Читать «Пастух и пастушка» онлайн - страница 43

Виктор Астафьев

— Экий ты, ей-богу какой! — старшина с досадой щелкнул трофейным ножом. — Война ведь это война — не кино! Пойми ты! Тут, видал? Голый голого тянет и кричит: «Рубашку не порви!» — принюхавшись по-собачьи, старшина совсем уж обыденно закончил: — Славяне борова палят! Пищу варят, бани топят… Живой о живом… А ты? — он громко высморкался, достал кисет. Кисета у него оказалось два: один красный, из парашютного шелка, другой холщовый, с кисточками, вышитый кривыми буквами. Какие-то далекие и милые девчушки посылали такие кисеты на фронт с трогательными надписями: «Давай закурим!», «На вечную память и верную любовь!», «Любовь моя хранит тебя!»…

Старшина раздернул тесемки на красном кисете, поднес его под нос взводному. В кисете были колечки с примерзшей к ним кожей, золотые зубы, вывернутые вместе с окровенелыми корнями, ладанки, крестики, изящный портсигар.

— Видал? Нюхай вот. И молчи.

Борис словно вывернутой, слабой рукой отводил, отталкивал от себя кисет.

— Нет, ты смотри, смотри, мотай на ус.

— Да не хочу я этого видеть, не хочу! — через продолжительное время, подавленно, но внятно заговорил Борис. — Зачем тебе это?

— А ты будто и не знаешь?

— Догадываюсь. Ребята уже давно заметили неладное. Пафнутьев раньше всех. Да я-то не верил.

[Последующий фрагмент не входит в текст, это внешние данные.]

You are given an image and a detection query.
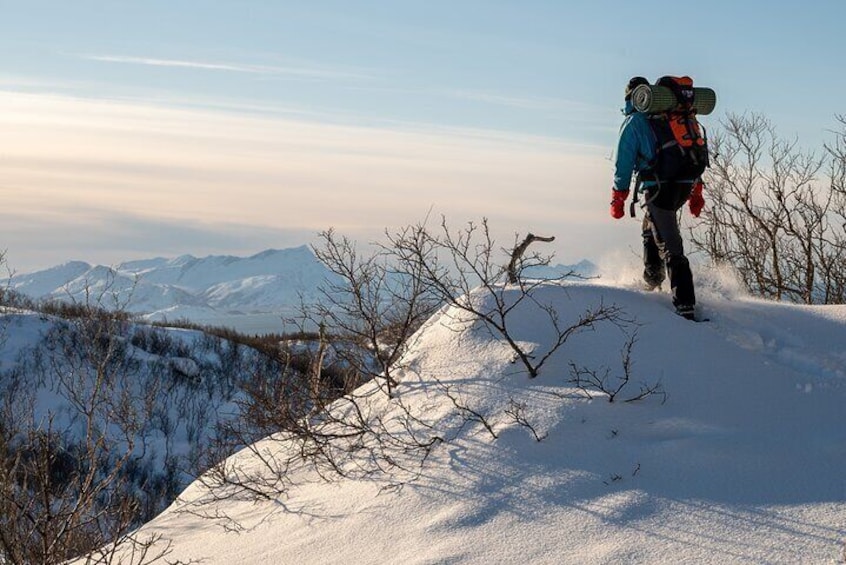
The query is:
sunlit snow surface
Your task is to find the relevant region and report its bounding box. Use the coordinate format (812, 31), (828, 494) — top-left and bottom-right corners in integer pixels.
(76, 275), (846, 564)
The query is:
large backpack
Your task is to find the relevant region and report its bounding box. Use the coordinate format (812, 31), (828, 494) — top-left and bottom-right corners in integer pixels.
(641, 76), (710, 182)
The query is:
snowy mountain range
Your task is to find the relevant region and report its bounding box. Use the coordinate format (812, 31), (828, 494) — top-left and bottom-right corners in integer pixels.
(10, 246), (330, 319)
(8, 245), (596, 329)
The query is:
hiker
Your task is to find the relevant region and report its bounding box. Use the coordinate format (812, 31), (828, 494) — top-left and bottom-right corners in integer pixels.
(611, 76), (705, 320)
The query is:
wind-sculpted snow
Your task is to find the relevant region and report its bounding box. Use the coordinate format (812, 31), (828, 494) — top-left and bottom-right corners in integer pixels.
(106, 282), (846, 564)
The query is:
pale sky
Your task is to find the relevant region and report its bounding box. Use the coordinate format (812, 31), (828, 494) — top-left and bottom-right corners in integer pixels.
(0, 0), (846, 272)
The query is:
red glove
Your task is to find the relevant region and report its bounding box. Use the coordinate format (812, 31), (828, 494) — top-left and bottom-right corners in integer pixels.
(687, 180), (705, 218)
(611, 190), (629, 220)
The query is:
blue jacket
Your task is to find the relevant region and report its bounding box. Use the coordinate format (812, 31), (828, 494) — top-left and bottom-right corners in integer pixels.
(614, 100), (656, 190)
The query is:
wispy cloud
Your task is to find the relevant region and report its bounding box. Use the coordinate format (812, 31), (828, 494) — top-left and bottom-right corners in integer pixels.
(436, 90), (599, 111)
(79, 54), (371, 80)
(0, 90), (609, 268)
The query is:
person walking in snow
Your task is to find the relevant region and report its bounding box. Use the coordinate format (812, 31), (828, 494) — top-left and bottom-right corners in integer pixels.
(611, 76), (704, 320)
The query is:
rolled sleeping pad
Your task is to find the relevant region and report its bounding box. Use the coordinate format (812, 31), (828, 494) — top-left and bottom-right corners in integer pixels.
(632, 84), (717, 116)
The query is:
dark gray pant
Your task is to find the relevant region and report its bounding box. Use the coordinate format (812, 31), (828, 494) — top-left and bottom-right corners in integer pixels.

— Теперь поверишь! — старшина харкнул в снег. — Курить будешь? И не надо, не учись. Храни здоровье. И честь смолоду. Ох-хо-хо-хо-ооо! Ох-хо-хо-хо-ооо, — вдруг захохотал, завыл, заохал старшина и, упав на землю, начал биться лицом в мерзлые комки: — Ох, война, ох, война, ох, война-а-а, война-а-а, па-адла-а-аааа! Ох, блядь!..

— Мохнаков! Мохнаков! — топтался вокруг него Борис. — Да Мохнаков! Перестань! Ну что ты, ей-богу. Ну перестань! Ну, старшина же…

Когда, из чего, чем развели они огонек, Борис помнил плохо, но тепло почуял. Потянул к нему руки, морщась от кислого бурьянного дыма, приходил в себя. Воткнув на винтовочные шомпола по куску полузамерзшего кислого хлеба, старшина отогревал хлеб, отогревался сам и отдаленно, глухо повествовал:

— Я, паря, землячок мой дорогой, в тятю удался. Он у меня, родимай, все хвалился, что с пятнадцати лет к солдаткам хмель-пиво пить ходил, а я, паря, скромнее был его: только в шестнадцать оскоромился. В семнадцать тятька давай меня женить скорее, а то, говорит, убьют, обормота, мужики, иль бабы от любви задушат. В восемнадцать у меня уж ребенок в зыбке пищал и титьку требовал. В девятнадцать второй появился, да все девки — Зойка, Малашка, я уж парня начал выкраивать да вытачивать, да тут меня — хоп и в армию, и с тех пор я, почитай, дома и не видел. В отпуске после Халхин-Гола был, и все. Правда, парня все-таки успел за отпуск смастерить — мастак я на эти дела, о-ох, мастак! Мне вот юбку на бочонок с селедкой надень или платье на полевую кухню надень и скажи — баба, дай выпить — и полезу, никакой огонь меня не остановит!

Хлебушек совсем раскис, но был горяч, пах дымом, хрустел угольком, тепло расходилось по нутру.

— …Тебе уже двадцатый, — напрягся слухом Борис, — но ты еще и не знаешь, куда она комлем лежит. Немцам вон и бордели, и отпуска… а у нас потаскушку свалишь — и праздник тебе.